Despite a national property shortage, providers of affordable homes are unable to find people who can meet the cost of living in a home with an extra bedroom and are, in some cases, planning demolitions. In Liverpool, one housing provider, Magenta Living, has admitted that “with changes to welfare benefits there is very little prospect of letting upper three-bedroom maisonettes in the current climate”.
In a letter to Alison McGovern, the Labour MP for Wirral South, Magenta says one such block of flats will be “emptied with a view to subsequent demolition” because of the inability to let them out, sell them or keep up with the costs of keeping them unlived in.
Coast and Country Housing, a housing association in north-east England that has 10,190 homes, has also reported a huge increase in the number of empty homes and announced that demolitions are now feasible.
Wigan and Leigh Housing, which manages 22,576 homes on behalf of Wigan council in Greater Manchester, concurred that demolishing their unlettable larger properties may prove to be the most cost-effective step. The development will raise the temperature in a Commons debate on Tuesday in which Labour intends to vote in favour of the bedroom tax being immediately repealed.
A number of senior Liberal Democrats, including one cabinet minister, are also understood to have reservations about the policy.
Under the government’s controversial reform, the amount of housing benefit single people or couples can receive is cut if they are deemed to have a spare bedroom in their council or housing association home. Two children under 16 of the same gender are expected to share a room and two children under 10 are expected to share, regardless of gender.
Ministers say they have made the changes in order to maximise the use of Britain’s affordable housing stock. Figures published last week show that the year-on-year increase in the number of homes has hit its lowest ebb in a decade, with 124,720 more homes, a rate of increase 8% lower than the year before. The number of new homes built was 118,540, down from 128,160 the year before, a rate that does not keep up with population growth.
Research from the Joseph Rowntree Foundation suggests Britain is facing a property shortage of more than a million homes by 2022 unless the rate of housebuilding is dramatically increased.
McGovern said the government’s welfare policy was failing on its own criteria of success: “The rhetoric coming from the government was that the bedroom tax was about cutting down the housing waiting list. But if that is the case why have we got empty homes in the Wirral? It simply hasn’t worked.”
Shadow work and pensions secretary Rachel Reeves said this week’s Commons vote was an opportunity for the Liberal Democrats to show where they stand on the issue: “This incompetent and out of touch government seems oblivious to the perverse and costly consequences of this unjust and unworkable policy.
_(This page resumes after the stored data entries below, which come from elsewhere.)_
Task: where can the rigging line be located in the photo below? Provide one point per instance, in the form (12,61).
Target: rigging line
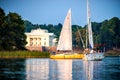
(81,37)
(79,32)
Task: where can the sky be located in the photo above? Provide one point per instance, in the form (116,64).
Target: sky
(55,11)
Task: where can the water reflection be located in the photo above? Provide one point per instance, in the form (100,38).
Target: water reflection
(50,69)
(37,69)
(60,70)
(88,70)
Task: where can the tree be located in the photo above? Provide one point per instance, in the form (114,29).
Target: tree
(16,29)
(2,23)
(12,30)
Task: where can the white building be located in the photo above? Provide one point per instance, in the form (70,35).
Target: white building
(39,38)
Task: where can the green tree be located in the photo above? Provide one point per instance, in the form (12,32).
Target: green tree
(16,30)
(12,30)
(2,23)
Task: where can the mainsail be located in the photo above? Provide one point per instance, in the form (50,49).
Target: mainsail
(65,39)
(89,27)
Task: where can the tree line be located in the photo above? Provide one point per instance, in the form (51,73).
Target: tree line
(12,29)
(105,34)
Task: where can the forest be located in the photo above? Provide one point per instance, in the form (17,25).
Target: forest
(12,28)
(105,34)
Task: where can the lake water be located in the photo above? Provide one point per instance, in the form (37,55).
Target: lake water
(50,69)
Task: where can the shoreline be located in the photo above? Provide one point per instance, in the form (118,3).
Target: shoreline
(37,54)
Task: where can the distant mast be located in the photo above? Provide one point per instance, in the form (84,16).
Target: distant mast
(91,45)
(65,39)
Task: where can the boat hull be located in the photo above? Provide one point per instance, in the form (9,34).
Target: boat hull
(93,56)
(67,56)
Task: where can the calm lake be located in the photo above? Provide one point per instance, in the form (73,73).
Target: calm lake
(50,69)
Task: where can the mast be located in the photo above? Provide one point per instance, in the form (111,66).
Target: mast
(65,39)
(89,26)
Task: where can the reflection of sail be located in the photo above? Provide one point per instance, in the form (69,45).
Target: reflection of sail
(88,70)
(37,69)
(60,70)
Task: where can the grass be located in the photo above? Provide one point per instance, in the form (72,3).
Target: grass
(24,54)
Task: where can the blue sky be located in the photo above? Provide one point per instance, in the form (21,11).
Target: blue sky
(54,11)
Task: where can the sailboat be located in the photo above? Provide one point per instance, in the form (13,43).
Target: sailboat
(89,53)
(64,48)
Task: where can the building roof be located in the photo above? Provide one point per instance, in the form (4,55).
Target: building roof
(40,32)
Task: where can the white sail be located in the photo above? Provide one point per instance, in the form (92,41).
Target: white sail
(91,45)
(65,39)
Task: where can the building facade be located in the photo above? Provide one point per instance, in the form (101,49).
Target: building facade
(40,38)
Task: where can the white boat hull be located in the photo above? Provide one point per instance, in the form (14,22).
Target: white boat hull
(93,56)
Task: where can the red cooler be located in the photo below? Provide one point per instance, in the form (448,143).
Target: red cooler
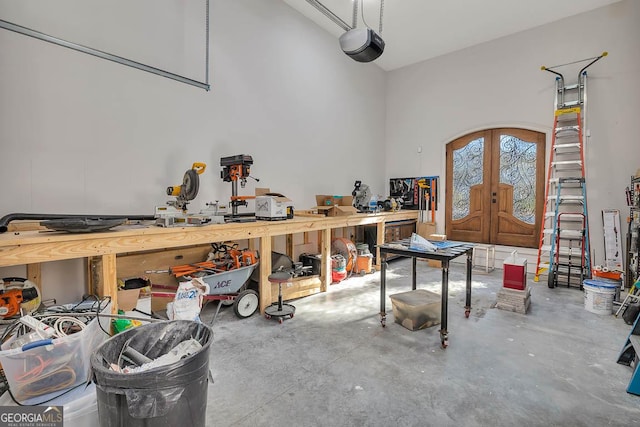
(514,272)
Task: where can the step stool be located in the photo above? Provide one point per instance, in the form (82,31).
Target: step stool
(489,257)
Not only is it hitting 660,000 vulnerable households, including 440,000 disabled people; the costs to the taxpayer are mounting as people are pushed into more expensive private rented accommodation while existing social homes are left vacant.”
A government spokesman said: “The removal of the spare room subsidy is a necessary reform that will return fairness to housing benefit. We’ve been clear that hardworking people should not be subsidising tenants living in properties that are too large for their requirements.
“Consent from the Homes and Communities Agency is required before any social housing provider can dispose of a site on which social housing stood and will ensure that public investment and the needs of tenants are protected.”